Aber das ist nicht liebevoll.

Liebevoll ist: Ich nehme das Kind so wie es ist. 

Es gibt 40 Dinge, die Eltern von Autisten nicht mehr tun sollten

1) Hör auf, aus deinem Kind etwas anderes machen zu wollen

Dein Kind ist so wie es ist. Und es ist ein tolles Kind.

Es kann sich verbessern, glücklicher werden, ja.

Sich von Grund auf verändern? Nein.

2) Rede nicht in Rätseln

Dein Kind kann nicht zwischen den Zeilen lesen.

Sei klar. Rede klar.

Nenne die Dinge bei ihrem Namen.

Es sei denn, du bist im TV-Spiel „Familien-Duell“.

Wenn ja, dann lass mich das bitte wissen. Denn das Spiel gibt es nicht mehr. Ich würde gern wissen, wo du da gelandet bist.  

3) Hör auf, dich für deine Fehler so hart zu bestrafen

Es ist passiert. Du warst laut. Unfair.

Das ist schlimm.

Weißt du aber, was noch schlimmer ist?

Wenn ein Problem nicht gleich geklärt, sondern unterschwellig immer da ist.

Entschuldige dich. Nimm dein Kind in den Arm. Und lebe dann weiter.

Hier verrate ich, wie du dein schlechtes Gewissen wieder lieben lernst.

4) Lebe nicht wie dein Nachbar

 Dein Leben mit deinem besonderen Kind ist einzigartig.

Genau wie das Leben deines Nachbarn.

Und wenn bei deinem Nachbarn alles toll aussieht, glaub ihm nicht.

Seine Kinder sind vielleicht frech oder pinkeln neben das Klo.

Sein Hund zerbeißt ihm die teuren Schuhe. Sein Auto ist nur geleast und den Doktortitel hat er auf dem Schwarzmarkt gekauft.

Lebe für dich. Und zwar so wie es dir und deiner Familie passt.

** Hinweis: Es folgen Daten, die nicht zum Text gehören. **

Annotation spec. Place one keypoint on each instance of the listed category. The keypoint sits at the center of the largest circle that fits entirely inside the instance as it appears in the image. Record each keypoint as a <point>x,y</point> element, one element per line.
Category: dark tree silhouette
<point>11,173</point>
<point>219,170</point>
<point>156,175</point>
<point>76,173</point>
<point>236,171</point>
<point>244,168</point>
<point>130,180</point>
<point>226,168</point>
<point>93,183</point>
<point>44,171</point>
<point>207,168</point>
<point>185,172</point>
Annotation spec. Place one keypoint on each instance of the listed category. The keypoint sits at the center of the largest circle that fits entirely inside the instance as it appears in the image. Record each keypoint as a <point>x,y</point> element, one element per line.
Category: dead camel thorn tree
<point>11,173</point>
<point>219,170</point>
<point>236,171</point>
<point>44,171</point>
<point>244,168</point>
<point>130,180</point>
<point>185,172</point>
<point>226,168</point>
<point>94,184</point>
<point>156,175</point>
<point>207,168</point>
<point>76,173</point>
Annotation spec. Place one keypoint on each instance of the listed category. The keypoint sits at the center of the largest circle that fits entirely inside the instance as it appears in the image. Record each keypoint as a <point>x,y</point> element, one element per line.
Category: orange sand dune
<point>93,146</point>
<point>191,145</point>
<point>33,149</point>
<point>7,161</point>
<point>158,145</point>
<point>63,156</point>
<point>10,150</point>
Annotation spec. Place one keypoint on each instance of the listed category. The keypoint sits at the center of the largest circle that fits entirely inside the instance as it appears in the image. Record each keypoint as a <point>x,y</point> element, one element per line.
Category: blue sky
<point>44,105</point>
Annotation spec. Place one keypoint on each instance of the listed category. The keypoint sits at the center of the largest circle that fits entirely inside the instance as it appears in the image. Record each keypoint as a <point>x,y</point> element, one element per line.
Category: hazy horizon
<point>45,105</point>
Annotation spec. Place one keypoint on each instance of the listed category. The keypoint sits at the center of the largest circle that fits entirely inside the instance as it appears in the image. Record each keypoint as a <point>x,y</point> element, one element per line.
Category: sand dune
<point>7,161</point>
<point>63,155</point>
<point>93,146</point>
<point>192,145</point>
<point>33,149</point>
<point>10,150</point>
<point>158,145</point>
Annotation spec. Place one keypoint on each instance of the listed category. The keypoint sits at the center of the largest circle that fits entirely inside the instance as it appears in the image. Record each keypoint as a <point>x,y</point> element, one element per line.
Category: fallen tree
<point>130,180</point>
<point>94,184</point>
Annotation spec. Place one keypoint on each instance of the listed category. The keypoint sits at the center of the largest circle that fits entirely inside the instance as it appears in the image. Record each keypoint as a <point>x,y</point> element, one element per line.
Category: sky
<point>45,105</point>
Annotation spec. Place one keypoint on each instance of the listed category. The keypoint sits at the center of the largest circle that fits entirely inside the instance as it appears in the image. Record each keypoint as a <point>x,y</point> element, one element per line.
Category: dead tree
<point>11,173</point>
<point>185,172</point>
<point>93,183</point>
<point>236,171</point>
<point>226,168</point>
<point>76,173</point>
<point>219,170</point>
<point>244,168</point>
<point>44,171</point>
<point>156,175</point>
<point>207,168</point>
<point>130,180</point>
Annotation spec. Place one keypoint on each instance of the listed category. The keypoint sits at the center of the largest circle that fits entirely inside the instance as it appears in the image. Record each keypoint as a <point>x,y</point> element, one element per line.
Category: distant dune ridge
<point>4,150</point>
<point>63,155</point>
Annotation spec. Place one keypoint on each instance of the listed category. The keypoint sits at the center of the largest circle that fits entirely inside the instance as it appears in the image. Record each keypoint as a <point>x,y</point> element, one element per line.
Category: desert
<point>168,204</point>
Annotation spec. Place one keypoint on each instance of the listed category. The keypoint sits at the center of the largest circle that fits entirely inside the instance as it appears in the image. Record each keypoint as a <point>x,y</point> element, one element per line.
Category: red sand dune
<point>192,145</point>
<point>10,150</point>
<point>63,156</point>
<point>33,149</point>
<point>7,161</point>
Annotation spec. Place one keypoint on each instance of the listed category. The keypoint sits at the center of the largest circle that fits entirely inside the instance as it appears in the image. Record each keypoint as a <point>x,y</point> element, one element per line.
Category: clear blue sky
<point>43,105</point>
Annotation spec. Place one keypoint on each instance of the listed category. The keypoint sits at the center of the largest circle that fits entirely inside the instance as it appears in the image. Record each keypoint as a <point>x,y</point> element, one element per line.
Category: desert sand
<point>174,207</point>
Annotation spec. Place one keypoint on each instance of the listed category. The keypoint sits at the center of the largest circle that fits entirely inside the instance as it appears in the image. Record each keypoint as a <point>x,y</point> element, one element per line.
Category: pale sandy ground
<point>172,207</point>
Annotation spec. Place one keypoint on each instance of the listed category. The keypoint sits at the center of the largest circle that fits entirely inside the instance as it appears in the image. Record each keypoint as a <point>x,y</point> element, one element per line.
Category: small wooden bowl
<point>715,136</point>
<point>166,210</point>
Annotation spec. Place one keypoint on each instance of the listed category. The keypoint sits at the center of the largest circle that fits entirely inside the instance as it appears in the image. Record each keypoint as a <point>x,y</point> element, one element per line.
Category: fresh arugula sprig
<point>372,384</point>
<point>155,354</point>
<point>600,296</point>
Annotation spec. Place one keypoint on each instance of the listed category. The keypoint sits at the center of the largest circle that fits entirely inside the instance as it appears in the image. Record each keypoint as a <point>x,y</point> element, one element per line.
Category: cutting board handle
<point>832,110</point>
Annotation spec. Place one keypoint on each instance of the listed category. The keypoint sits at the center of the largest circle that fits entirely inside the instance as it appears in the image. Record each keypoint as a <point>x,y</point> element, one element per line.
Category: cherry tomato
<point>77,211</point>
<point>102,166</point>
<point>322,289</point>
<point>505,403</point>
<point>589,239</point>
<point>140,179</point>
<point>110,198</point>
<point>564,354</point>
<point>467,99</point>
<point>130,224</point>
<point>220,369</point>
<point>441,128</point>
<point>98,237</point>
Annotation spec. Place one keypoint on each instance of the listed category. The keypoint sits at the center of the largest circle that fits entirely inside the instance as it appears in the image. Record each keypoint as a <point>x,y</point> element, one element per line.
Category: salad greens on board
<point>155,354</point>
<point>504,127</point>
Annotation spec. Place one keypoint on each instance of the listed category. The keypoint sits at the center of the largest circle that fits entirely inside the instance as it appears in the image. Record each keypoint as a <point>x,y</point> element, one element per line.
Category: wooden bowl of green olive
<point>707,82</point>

5) Überschätze nicht den Tag

An einem einzigen Tag kannst du ein einziges Problem in Angriff nehmen.

Nur eins.

Wenn dein Kind überfordert ist, gar keins.

6) Unterschätze nicht das Leben

Große Taten passieren nicht einfach so über Nacht.

Sie bestehen aus vielen, kleinen Minitaten.

Fange klein an. Mache den ersten Schritt.

Heute.

7) Hör auf, dich über morgen zu sorgen

„Ich hatte mein ganzes Leben viele Probleme und Sorgen. Die meisten von ihnen sind aber niemals eingetreten.“ Mark Twain (1835 – 1910)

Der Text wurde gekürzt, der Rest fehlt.